Zowel bij de ozb als de OEM is er volgens diverse eerdere onderzoeken sprake van meer (feitelijke) inkomsten dan waarmee in het gemeentefonds rekening wordt gehouden. Dat geldt in feite voor alle onderscheiden groepen gemeenten, klein en groot. Vooral kleinere gemeenten beschikken over relatief veel extra OEM. Zowel bij de OEM als de ozb is er volgens het Periodiek Onderhoudsrapport Gemeentefonds 2018 sprake van ‘substantiële extra inkomsten.’
Wel is er sprake is van grote verschillen tussen individuele gemeenten. En daarnaast wordt in het onderzoeksrapport een ‘scheve verdeling’ geconstateerd: kleinere gemeenten hebben relatief veel extra OEM en grote (centrum)gemeenten beschikken met name over relatief veel extra ozb-inkomsten.

Twee onderzoeksbureaus
Het nieuwe onderzoek van BZK is in twee stukken geknipt. Een voor het sociaal domein (de evaluatie verdeelmodellen sociaal domein, EVSD) en een voor het ‘klassiek gemeentefonds’ (de overige delen van het gemeentefonds).

Meicirculaire 2020
Omdat het de bedoeling is om de nieuwe verdeelmodellen in 2021 in te voeren, betekent het dat de uitkomsten van het verdeelonderzoek in de meicirculaire van 2020 zullen moeten worden gepubliceerd.
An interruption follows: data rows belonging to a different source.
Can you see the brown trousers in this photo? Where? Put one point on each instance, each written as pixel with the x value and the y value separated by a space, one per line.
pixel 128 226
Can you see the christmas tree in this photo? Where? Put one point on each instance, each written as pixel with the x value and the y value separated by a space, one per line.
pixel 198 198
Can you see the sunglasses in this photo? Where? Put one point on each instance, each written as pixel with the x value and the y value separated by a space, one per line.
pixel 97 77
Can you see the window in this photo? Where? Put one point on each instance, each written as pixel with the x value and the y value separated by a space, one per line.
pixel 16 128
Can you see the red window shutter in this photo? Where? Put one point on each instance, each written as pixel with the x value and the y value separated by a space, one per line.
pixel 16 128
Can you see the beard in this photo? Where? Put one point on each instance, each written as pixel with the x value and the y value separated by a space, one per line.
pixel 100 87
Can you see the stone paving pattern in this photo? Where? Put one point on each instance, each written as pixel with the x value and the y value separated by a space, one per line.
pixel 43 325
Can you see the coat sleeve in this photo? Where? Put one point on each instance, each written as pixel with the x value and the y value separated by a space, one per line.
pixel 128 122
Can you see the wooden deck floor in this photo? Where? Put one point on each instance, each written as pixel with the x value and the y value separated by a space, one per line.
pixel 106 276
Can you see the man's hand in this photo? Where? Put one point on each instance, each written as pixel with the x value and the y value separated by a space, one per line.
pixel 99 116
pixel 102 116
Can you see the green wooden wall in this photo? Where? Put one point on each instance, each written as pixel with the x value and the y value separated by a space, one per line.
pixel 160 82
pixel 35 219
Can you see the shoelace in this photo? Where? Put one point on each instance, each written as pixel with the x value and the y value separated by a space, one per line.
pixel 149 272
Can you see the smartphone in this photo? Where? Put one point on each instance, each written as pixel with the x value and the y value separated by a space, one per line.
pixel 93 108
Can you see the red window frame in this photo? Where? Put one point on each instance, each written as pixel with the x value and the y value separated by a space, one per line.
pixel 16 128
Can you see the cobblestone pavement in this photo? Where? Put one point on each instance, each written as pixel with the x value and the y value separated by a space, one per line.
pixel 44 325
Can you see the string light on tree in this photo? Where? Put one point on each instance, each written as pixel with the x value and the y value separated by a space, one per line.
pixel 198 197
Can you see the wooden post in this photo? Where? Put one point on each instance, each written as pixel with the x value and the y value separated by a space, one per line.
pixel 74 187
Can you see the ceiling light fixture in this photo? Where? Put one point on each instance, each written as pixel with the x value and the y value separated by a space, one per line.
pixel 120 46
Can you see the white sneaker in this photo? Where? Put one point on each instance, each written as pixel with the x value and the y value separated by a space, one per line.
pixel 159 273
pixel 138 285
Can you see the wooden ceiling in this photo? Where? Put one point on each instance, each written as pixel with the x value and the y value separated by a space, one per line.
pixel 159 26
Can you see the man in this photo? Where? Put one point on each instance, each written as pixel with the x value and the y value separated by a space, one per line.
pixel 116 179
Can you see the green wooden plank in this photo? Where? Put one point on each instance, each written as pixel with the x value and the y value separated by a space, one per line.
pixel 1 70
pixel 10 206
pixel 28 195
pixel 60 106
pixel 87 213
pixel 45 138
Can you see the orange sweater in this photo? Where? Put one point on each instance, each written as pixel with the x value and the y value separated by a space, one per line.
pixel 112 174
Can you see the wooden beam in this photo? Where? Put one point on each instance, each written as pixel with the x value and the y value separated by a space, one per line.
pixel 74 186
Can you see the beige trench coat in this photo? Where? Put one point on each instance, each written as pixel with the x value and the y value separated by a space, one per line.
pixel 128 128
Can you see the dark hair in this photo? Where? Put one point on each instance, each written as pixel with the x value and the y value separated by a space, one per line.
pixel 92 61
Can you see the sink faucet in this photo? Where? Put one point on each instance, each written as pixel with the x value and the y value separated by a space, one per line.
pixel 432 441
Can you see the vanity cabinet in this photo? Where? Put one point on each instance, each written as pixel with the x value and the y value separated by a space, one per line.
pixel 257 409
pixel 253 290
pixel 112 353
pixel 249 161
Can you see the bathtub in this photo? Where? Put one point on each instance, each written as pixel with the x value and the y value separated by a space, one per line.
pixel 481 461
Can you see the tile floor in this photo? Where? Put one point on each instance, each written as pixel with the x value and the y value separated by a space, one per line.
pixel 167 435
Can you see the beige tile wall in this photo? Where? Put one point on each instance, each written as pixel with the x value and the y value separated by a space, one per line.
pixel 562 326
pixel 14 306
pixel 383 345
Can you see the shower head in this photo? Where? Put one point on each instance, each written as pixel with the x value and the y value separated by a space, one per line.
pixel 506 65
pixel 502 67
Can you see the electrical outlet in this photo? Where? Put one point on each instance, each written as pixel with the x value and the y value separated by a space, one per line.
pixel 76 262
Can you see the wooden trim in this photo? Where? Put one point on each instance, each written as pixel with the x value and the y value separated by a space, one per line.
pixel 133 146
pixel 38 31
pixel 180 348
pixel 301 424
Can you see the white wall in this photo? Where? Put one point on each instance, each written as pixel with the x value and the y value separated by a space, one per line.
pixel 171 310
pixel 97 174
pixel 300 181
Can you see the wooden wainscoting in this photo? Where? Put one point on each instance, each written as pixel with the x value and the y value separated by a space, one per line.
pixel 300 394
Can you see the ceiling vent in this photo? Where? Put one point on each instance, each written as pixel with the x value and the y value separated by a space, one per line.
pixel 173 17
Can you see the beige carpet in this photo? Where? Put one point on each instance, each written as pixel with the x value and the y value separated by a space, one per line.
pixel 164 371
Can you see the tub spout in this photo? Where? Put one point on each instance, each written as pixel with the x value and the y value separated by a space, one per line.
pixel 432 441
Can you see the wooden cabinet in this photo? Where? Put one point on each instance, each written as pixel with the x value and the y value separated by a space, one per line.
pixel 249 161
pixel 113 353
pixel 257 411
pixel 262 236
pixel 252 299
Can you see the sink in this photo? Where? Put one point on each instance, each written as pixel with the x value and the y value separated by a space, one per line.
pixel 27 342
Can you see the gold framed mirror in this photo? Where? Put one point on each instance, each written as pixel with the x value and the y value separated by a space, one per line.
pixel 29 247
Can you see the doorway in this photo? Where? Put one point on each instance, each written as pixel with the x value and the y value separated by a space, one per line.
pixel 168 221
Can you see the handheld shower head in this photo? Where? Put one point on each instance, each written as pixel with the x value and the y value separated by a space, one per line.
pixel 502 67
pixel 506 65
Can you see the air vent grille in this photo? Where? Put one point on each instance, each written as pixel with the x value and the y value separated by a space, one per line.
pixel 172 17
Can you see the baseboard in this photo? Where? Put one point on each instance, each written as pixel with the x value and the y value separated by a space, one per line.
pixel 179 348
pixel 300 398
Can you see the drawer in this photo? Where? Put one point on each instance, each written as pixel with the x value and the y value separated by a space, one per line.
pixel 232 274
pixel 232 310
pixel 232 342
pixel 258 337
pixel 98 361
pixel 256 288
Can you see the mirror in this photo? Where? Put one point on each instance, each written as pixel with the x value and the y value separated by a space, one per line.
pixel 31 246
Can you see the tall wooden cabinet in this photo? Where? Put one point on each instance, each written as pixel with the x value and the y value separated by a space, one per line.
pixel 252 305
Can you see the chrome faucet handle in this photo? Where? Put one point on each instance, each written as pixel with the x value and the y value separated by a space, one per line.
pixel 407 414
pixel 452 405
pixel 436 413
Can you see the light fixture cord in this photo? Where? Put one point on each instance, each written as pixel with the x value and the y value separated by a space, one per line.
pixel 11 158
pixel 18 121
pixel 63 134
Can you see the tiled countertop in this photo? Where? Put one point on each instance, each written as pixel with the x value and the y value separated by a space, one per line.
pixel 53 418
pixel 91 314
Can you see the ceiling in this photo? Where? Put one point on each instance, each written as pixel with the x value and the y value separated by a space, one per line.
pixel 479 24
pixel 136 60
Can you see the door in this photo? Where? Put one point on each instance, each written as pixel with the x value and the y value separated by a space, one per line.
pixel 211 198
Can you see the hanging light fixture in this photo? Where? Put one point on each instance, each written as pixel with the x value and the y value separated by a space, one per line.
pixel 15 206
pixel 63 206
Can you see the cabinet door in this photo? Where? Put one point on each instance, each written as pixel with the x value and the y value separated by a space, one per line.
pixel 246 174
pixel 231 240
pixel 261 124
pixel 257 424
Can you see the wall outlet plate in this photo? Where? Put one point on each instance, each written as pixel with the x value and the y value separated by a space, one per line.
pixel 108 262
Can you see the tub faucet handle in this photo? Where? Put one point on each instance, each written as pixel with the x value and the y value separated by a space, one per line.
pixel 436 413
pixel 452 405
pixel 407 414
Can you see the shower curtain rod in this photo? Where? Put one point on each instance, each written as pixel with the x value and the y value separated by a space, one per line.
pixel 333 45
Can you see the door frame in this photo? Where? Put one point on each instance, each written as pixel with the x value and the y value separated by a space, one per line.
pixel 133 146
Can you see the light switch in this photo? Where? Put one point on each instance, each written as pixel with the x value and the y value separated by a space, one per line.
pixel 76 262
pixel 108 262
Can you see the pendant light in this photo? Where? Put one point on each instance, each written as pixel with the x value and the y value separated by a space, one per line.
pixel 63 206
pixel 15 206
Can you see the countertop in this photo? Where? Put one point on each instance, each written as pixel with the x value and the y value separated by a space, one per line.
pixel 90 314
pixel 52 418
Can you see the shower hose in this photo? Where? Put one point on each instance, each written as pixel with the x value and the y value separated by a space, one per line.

Om voldoende tijd te hebben voor politieke afweging, moeten de onderzoeksbureaus eind dit jaar hun onderzoeken hebben afgerond.

Kostenverschillen
Behalve het meewegen van de eigen inkomsten hebben BZK en VNG afgesproken nog acht andere vraagstukken te benoemen. Dat zijn onder andere de nieuwe clusterindeling van het gemeentefonds, de manier waarop de overhead van gemeenten wordt betrokken bij de verdeling, de wijze waarop de verdeling van het gemeentefonds omgaat met kostenverschillen die ontstaan doordat gemeenten een steeds groter deel van de taken in regionaal verband uitvoeren en de manier waarop wordt omgegaan met gemeenten die niet goed in het verdeelmodel passen.

Kosten wijkteams
Het ministerie heeft daarnaast een aantal specifieke aandachtspunten benoemd in het verdeelonderzoek, waarop ook een standpunt moet worden ingenomen. Daarbij gaat het onder andere om de wijze waarop de middelen voor beschermd wonen, maatschappelijke opvang en vrouwenopvang worden meegenomen in de verdeling, de wijze waarop de verdeling wordt aangepast aan het woonplaatsbeginsel jeugd, de kosten van wijkteams en de manier waarop rekening wordt gehouden met de verschillende stand van de transformatie in het sociaal domein. Zo wordt ook naar de centrumfunctie gekeken.
Vlak na de zomer organiseert de VNG enkele bijeenkomsten om gemeentebestuurders te informeren over de herziening.

Kortom, gezien de importantie van deze herverdeling is het belangrijk hierop invloed uit te oefenen en daarin vooral ook samen met andere gemeenten op te trekken. Dat kan op Twentse schaal maar ook via het verband van de G40. De signalen moeten door de VNG worden meegenomen in de besprekingen met de onderzoeksbureaus en het ministerie. Deze wijze van werken strookt met een motie van de gemeenteraad van Almelo.